Xethram waved a hand, as though the whole concept was a bother. "The king and his handlers will be aboard soon enough. Even if you were to achieve everything you desire, here, goblins will pour out of every crack in the crust beneath Seyona. Maybe, if we're unlucky, out of all of Contel."

"Nevertheless... the Order made a promise."

"Hm." Xethram smiled, and turned and nodded to Marin, then Wilke. "Hello, hello. I'm sorry, I'm normally better about greeting people."

"Lord Xethram..." Marin looked down, refusing to meet the god's eyes. "If I may ask, is Melthius...?"

"To put it mildly, Melthius, though alive, wishes to be freed from his pain. I have held him in Our grace for only a short while, because the necromancy has done more than merely corrupted him; it has turned him, and I cannot allow him to live. Master Marion will understand... though his sister may not." Xethram paused. "Aside from a few guards, none else remain alive here."

"What about the Nightmare?" Wilke didn't seem to mind meeting the god's eyes; he seemed to find it amusing to stand tall in the face of Xethram, but Xethram was, as always, an enigma among gods. It almost seemed like he was more affronted by Marin's humility than Wilke's daring, but Chai could only shake his head anyway.

"The--oh, that. Your friends will take care of it, or they won't." Xethram shrugged. "If they put their minds to it, I doubt they'll fail. I don't intend to bless them without their knowledge--believe me, that rarely goes well. And... it seems a bad time to interrupt them. I'll keep an Eye on them for you, though."

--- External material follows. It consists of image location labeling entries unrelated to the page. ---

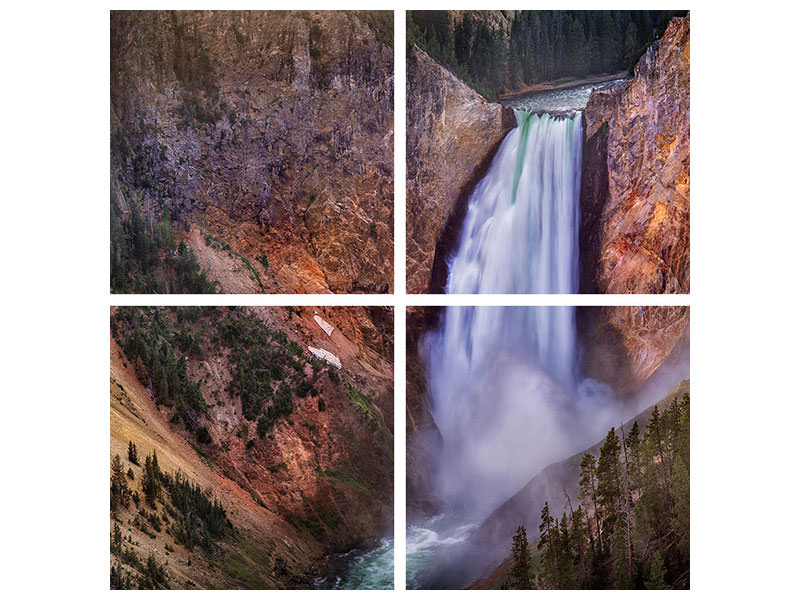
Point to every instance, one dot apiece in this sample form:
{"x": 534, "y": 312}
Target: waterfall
{"x": 506, "y": 392}
{"x": 520, "y": 234}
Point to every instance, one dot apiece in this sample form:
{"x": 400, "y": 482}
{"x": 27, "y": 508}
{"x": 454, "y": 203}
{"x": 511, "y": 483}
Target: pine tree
{"x": 520, "y": 553}
{"x": 547, "y": 545}
{"x": 588, "y": 487}
{"x": 119, "y": 487}
{"x": 657, "y": 574}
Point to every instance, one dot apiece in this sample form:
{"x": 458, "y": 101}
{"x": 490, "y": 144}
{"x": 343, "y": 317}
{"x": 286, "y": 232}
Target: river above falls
{"x": 563, "y": 101}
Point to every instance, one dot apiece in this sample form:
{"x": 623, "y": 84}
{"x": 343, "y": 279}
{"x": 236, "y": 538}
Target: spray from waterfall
{"x": 505, "y": 383}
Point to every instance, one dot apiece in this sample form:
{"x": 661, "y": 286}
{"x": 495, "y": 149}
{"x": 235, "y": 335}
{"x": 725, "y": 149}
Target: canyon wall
{"x": 272, "y": 131}
{"x": 452, "y": 133}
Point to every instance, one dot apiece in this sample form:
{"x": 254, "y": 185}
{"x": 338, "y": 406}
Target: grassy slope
{"x": 266, "y": 498}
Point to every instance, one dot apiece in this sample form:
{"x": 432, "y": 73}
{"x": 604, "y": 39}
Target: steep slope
{"x": 553, "y": 485}
{"x": 635, "y": 188}
{"x": 452, "y": 133}
{"x": 297, "y": 453}
{"x": 269, "y": 132}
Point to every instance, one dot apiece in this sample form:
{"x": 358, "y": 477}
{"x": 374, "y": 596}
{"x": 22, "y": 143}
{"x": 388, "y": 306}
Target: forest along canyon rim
{"x": 520, "y": 235}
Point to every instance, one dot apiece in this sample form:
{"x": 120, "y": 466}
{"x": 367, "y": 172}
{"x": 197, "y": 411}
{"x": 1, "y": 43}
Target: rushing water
{"x": 371, "y": 570}
{"x": 520, "y": 234}
{"x": 561, "y": 101}
{"x": 507, "y": 395}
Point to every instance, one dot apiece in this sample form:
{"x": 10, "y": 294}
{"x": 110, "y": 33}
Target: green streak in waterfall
{"x": 524, "y": 118}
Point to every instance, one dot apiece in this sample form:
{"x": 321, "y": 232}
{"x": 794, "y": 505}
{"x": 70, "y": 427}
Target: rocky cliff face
{"x": 319, "y": 481}
{"x": 272, "y": 131}
{"x": 452, "y": 133}
{"x": 635, "y": 189}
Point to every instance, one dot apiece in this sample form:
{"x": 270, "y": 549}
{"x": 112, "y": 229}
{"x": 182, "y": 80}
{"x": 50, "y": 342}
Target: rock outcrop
{"x": 452, "y": 133}
{"x": 271, "y": 131}
{"x": 317, "y": 482}
{"x": 635, "y": 188}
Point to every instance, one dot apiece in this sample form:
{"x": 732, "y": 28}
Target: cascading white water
{"x": 497, "y": 374}
{"x": 520, "y": 234}
{"x": 507, "y": 397}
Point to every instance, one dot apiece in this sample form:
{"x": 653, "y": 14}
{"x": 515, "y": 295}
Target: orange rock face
{"x": 273, "y": 131}
{"x": 635, "y": 203}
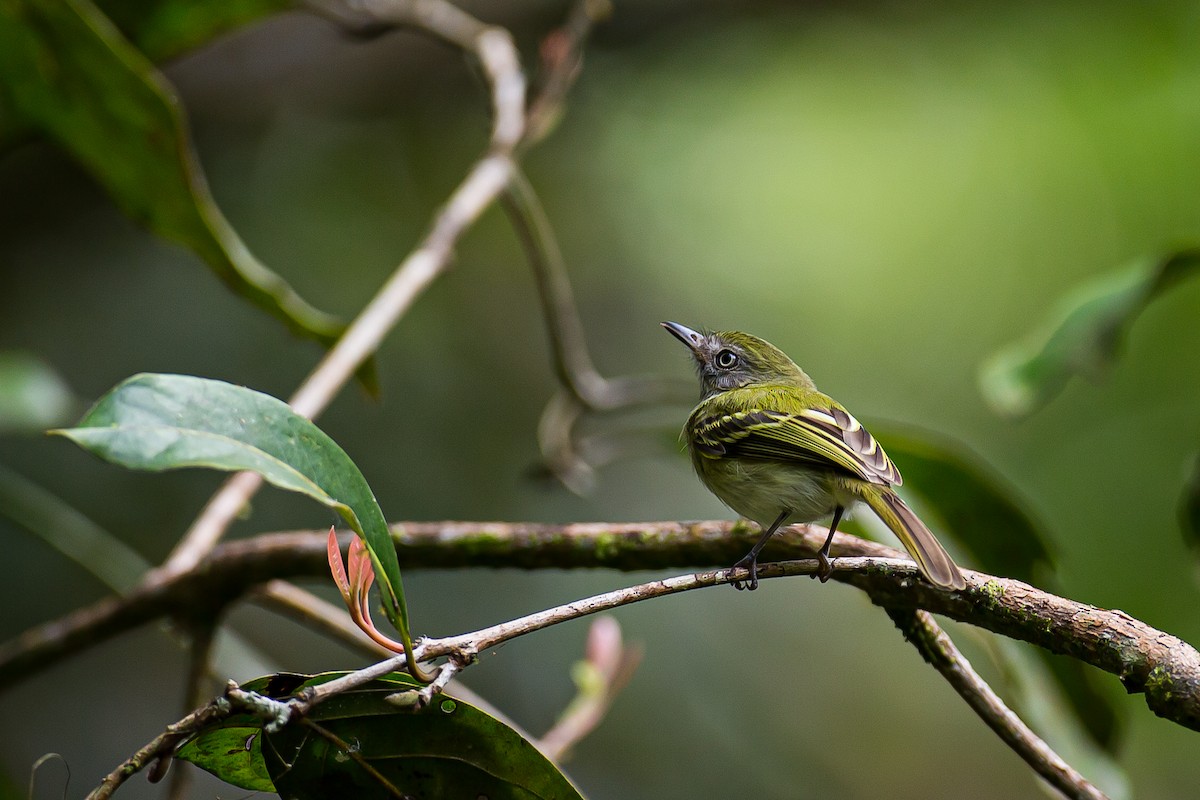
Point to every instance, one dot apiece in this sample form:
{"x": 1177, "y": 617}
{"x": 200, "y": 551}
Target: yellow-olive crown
{"x": 730, "y": 360}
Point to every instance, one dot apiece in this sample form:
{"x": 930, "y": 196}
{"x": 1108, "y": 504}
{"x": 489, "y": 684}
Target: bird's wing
{"x": 819, "y": 437}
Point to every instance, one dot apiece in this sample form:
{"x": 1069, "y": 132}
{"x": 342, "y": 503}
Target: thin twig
{"x": 599, "y": 679}
{"x": 198, "y": 672}
{"x": 316, "y": 613}
{"x": 1146, "y": 660}
{"x": 501, "y": 62}
{"x": 165, "y": 744}
{"x": 562, "y": 55}
{"x": 573, "y": 362}
{"x": 941, "y": 653}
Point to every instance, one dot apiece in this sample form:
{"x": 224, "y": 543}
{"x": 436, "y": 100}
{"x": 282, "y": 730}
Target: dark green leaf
{"x": 233, "y": 753}
{"x": 367, "y": 744}
{"x": 1189, "y": 507}
{"x": 162, "y": 29}
{"x": 1039, "y": 699}
{"x": 33, "y": 396}
{"x": 159, "y": 422}
{"x": 1084, "y": 336}
{"x": 988, "y": 516}
{"x": 67, "y": 72}
{"x": 978, "y": 507}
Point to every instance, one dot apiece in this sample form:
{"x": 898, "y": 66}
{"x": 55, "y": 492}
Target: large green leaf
{"x": 1084, "y": 336}
{"x": 979, "y": 509}
{"x": 449, "y": 750}
{"x": 159, "y": 422}
{"x": 66, "y": 71}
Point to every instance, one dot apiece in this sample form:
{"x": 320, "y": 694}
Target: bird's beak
{"x": 685, "y": 335}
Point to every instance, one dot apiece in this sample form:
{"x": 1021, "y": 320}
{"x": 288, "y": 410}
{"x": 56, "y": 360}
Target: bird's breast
{"x": 761, "y": 489}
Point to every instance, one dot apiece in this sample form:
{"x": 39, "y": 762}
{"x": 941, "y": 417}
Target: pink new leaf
{"x": 335, "y": 565}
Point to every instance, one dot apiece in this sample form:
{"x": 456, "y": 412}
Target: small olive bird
{"x": 775, "y": 450}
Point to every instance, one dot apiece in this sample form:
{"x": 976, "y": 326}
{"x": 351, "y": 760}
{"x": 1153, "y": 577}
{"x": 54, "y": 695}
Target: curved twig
{"x": 496, "y": 53}
{"x": 940, "y": 651}
{"x": 1146, "y": 660}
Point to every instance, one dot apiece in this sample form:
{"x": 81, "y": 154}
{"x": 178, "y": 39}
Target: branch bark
{"x": 1146, "y": 660}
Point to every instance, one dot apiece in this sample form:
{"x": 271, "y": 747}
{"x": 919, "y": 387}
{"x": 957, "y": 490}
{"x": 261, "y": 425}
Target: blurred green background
{"x": 888, "y": 191}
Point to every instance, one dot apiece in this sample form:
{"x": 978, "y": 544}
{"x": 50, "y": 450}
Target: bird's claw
{"x": 825, "y": 569}
{"x": 753, "y": 583}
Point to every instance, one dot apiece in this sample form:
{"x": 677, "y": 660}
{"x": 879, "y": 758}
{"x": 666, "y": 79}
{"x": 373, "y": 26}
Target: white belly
{"x": 761, "y": 491}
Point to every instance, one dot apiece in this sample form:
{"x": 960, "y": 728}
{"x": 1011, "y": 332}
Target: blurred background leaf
{"x": 1090, "y": 326}
{"x": 982, "y": 511}
{"x": 33, "y": 395}
{"x": 888, "y": 191}
{"x": 70, "y": 73}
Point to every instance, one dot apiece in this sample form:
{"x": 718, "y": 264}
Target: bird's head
{"x": 730, "y": 360}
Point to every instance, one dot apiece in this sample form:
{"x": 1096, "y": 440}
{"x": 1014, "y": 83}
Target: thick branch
{"x": 940, "y": 651}
{"x": 1146, "y": 660}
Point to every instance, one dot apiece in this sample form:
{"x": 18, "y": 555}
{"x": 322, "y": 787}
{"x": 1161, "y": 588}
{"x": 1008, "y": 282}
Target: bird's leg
{"x": 826, "y": 567}
{"x": 751, "y": 559}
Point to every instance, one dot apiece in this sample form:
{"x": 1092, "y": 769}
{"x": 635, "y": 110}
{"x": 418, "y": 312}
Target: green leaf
{"x": 989, "y": 517}
{"x": 33, "y": 396}
{"x": 233, "y": 753}
{"x": 978, "y": 507}
{"x": 449, "y": 750}
{"x": 159, "y": 422}
{"x": 1039, "y": 699}
{"x": 66, "y": 71}
{"x": 1084, "y": 336}
{"x": 163, "y": 29}
{"x": 1189, "y": 506}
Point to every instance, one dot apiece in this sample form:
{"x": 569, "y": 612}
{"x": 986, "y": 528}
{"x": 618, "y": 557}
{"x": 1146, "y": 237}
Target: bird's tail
{"x": 918, "y": 540}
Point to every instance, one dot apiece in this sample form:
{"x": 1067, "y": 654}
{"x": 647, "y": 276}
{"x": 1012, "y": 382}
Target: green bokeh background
{"x": 888, "y": 191}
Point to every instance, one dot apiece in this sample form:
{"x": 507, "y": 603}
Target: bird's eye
{"x": 727, "y": 359}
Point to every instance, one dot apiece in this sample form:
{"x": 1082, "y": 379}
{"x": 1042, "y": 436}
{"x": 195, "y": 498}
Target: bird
{"x": 775, "y": 450}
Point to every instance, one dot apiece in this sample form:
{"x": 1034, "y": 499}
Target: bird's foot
{"x": 753, "y": 565}
{"x": 825, "y": 569}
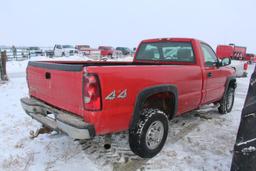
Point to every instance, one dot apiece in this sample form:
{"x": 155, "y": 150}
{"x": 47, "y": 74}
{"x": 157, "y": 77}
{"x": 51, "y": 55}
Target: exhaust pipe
{"x": 107, "y": 143}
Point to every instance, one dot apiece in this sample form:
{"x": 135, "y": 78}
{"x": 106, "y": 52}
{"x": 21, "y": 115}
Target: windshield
{"x": 67, "y": 46}
{"x": 166, "y": 51}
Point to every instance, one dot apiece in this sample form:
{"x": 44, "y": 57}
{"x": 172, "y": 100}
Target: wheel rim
{"x": 154, "y": 135}
{"x": 230, "y": 99}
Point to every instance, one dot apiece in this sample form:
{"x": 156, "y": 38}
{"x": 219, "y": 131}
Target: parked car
{"x": 49, "y": 53}
{"x": 240, "y": 67}
{"x": 85, "y": 50}
{"x": 35, "y": 51}
{"x": 64, "y": 50}
{"x": 124, "y": 50}
{"x": 139, "y": 96}
{"x": 106, "y": 51}
{"x": 237, "y": 55}
{"x": 232, "y": 51}
{"x": 250, "y": 58}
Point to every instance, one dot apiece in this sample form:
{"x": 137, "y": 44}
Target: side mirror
{"x": 225, "y": 62}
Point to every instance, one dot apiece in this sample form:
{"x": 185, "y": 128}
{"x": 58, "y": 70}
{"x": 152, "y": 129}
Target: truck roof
{"x": 170, "y": 39}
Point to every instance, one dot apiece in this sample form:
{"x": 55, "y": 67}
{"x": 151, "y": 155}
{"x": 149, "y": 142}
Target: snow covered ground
{"x": 201, "y": 140}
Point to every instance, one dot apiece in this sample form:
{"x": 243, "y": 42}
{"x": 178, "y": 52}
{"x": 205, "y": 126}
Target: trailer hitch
{"x": 42, "y": 130}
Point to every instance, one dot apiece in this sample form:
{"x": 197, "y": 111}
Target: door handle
{"x": 47, "y": 75}
{"x": 209, "y": 74}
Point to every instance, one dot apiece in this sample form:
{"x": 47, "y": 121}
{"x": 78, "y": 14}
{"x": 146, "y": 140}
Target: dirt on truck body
{"x": 167, "y": 78}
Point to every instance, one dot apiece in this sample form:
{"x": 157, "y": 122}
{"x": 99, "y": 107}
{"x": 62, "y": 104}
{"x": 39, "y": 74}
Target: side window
{"x": 209, "y": 55}
{"x": 151, "y": 52}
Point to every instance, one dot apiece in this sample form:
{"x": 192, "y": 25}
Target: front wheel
{"x": 227, "y": 102}
{"x": 150, "y": 133}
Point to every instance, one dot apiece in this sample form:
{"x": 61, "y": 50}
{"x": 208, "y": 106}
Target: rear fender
{"x": 147, "y": 92}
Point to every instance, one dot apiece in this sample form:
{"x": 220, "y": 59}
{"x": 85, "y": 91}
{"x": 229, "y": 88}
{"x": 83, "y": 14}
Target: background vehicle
{"x": 251, "y": 58}
{"x": 237, "y": 54}
{"x": 106, "y": 51}
{"x": 35, "y": 51}
{"x": 168, "y": 77}
{"x": 232, "y": 51}
{"x": 64, "y": 50}
{"x": 85, "y": 50}
{"x": 124, "y": 50}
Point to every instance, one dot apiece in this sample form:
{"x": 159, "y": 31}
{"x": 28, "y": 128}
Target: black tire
{"x": 137, "y": 137}
{"x": 227, "y": 102}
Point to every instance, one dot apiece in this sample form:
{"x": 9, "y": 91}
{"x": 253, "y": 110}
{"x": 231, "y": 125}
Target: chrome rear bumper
{"x": 66, "y": 122}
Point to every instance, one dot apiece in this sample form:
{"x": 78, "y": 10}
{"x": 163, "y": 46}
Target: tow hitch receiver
{"x": 43, "y": 130}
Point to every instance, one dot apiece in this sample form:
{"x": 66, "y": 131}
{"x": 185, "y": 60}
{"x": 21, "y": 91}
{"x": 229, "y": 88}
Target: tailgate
{"x": 59, "y": 85}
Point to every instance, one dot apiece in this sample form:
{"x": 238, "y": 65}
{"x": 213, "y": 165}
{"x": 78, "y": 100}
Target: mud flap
{"x": 244, "y": 157}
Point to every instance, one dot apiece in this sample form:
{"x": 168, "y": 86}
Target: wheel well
{"x": 232, "y": 83}
{"x": 164, "y": 101}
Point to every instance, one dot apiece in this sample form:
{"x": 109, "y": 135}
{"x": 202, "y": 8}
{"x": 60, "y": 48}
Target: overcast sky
{"x": 125, "y": 23}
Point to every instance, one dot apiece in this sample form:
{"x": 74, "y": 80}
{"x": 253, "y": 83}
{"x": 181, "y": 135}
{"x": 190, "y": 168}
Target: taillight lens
{"x": 92, "y": 96}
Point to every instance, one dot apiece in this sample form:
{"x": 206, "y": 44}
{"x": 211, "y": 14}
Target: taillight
{"x": 245, "y": 66}
{"x": 92, "y": 96}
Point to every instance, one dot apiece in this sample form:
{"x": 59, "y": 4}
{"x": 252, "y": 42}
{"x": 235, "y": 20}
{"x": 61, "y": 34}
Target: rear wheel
{"x": 150, "y": 134}
{"x": 227, "y": 102}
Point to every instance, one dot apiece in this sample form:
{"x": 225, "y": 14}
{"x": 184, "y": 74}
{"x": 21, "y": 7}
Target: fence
{"x": 21, "y": 54}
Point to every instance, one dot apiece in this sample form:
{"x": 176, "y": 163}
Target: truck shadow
{"x": 120, "y": 157}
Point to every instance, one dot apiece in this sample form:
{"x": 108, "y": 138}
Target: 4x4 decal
{"x": 113, "y": 95}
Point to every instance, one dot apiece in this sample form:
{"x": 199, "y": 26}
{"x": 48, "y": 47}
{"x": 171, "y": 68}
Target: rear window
{"x": 166, "y": 51}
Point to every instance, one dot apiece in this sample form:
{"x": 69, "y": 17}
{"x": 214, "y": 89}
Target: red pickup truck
{"x": 167, "y": 78}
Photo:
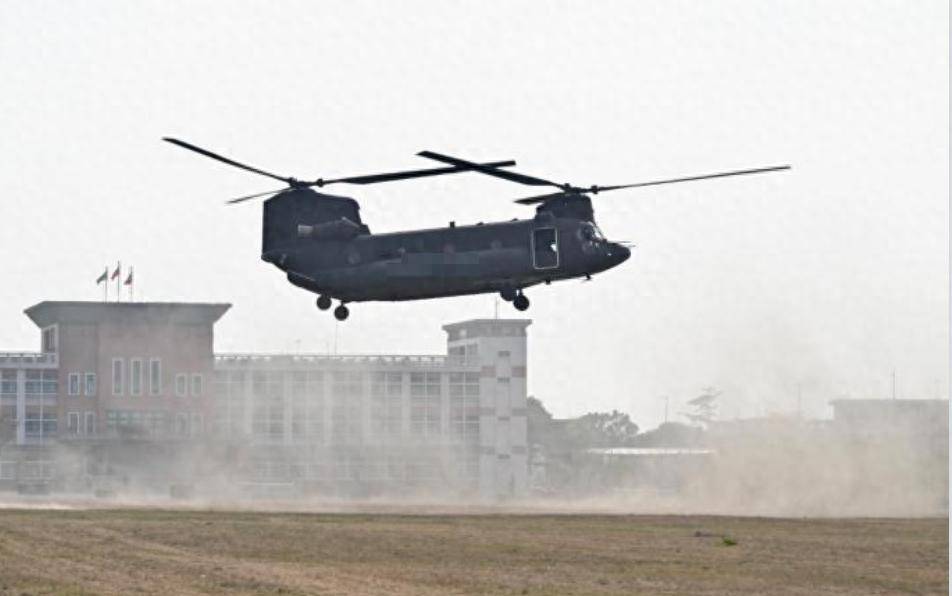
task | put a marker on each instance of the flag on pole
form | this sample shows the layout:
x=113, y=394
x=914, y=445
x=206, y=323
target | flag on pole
x=102, y=280
x=131, y=283
x=115, y=276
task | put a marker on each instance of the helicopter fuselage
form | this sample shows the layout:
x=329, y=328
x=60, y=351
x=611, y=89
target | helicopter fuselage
x=451, y=261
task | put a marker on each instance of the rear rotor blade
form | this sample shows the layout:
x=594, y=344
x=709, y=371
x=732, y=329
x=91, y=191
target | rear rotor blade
x=483, y=169
x=223, y=159
x=405, y=175
x=255, y=196
x=598, y=189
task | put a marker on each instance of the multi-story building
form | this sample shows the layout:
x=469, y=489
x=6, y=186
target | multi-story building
x=136, y=390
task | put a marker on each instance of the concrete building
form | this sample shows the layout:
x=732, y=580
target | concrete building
x=135, y=390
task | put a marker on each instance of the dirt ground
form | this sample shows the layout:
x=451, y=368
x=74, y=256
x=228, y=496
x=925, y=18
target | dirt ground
x=151, y=551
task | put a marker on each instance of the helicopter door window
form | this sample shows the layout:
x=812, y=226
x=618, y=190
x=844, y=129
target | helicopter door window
x=545, y=248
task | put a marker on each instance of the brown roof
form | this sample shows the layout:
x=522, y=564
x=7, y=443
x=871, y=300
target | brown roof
x=48, y=313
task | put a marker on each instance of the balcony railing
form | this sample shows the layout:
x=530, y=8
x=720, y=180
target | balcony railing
x=28, y=360
x=361, y=360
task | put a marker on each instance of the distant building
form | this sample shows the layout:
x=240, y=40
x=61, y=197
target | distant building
x=921, y=417
x=135, y=390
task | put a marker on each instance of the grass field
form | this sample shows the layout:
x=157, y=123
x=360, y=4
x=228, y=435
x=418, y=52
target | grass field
x=152, y=551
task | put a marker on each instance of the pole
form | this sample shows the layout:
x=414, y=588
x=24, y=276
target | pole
x=799, y=400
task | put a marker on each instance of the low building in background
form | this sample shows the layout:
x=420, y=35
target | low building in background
x=131, y=396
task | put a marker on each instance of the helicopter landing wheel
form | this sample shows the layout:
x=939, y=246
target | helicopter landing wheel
x=520, y=302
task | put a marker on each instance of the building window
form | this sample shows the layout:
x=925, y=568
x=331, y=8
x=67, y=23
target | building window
x=346, y=412
x=464, y=406
x=90, y=383
x=72, y=423
x=135, y=376
x=425, y=404
x=181, y=424
x=40, y=424
x=198, y=425
x=8, y=382
x=90, y=423
x=117, y=375
x=307, y=405
x=181, y=385
x=155, y=376
x=41, y=382
x=49, y=340
x=74, y=384
x=197, y=384
x=386, y=403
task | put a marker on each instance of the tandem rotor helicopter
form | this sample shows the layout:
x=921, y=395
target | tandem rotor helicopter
x=322, y=245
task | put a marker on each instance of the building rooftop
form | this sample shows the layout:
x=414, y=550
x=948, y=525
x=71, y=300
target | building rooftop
x=48, y=313
x=486, y=327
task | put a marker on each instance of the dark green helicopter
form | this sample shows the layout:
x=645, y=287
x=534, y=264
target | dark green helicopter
x=321, y=243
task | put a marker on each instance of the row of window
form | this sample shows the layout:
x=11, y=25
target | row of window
x=136, y=366
x=185, y=384
x=36, y=382
x=155, y=422
x=81, y=384
x=270, y=384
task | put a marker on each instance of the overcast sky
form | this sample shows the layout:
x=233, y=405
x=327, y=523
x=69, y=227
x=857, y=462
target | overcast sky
x=829, y=276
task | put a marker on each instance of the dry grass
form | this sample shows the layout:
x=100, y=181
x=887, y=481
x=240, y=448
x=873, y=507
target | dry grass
x=189, y=552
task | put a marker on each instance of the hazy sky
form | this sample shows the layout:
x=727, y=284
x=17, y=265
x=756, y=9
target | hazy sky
x=830, y=276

Chai tried to think through what else he knew to ask, although his headache didn't help matters. "Is that black power... gone?"

"Stars and eyes, no. And it's not just the black power, alas, but other awful things. It will take some time to purify the place, and that is better done by a priest. I assume you have some things to talk to Melthius about, but after that, you ought to keep out of the building until they proclaim it done." Xethram offered a wry smile. "If circumstances permitted, I would tell you to stay clear of the spatial node as well. Let Us know before you go in and we'll shield you, a bit, but there is only so much to be done."

"You are too kind, Lord Xethram," replied Marin. "As you say, we will see to our companion, and then be gone from this place."

Xethram looked at her for a moment, then let his facial features fall into a neutral expression. "Let me know if something else comes up." And with that, he was gone.

Marin stalked forward, moving as though she expected a god to jump once more out of her pendant, and gingerly raised it and placed it in her pocket. She turned once to look at the body of Amon Egrethore, but although he breathed, there was virtually no life left in him.

Wilke looked at her, then him, and back, before striding up to Amon's body with an energy he probably didn't really feel. He knelt where the dying man might catch one last sight of him, and whispered something quietly in the man's ear. With Chai and Marin both being mages, though, the words were lost on nobody.

"This," Wilke said cheerfully, "is what happens when you cheat."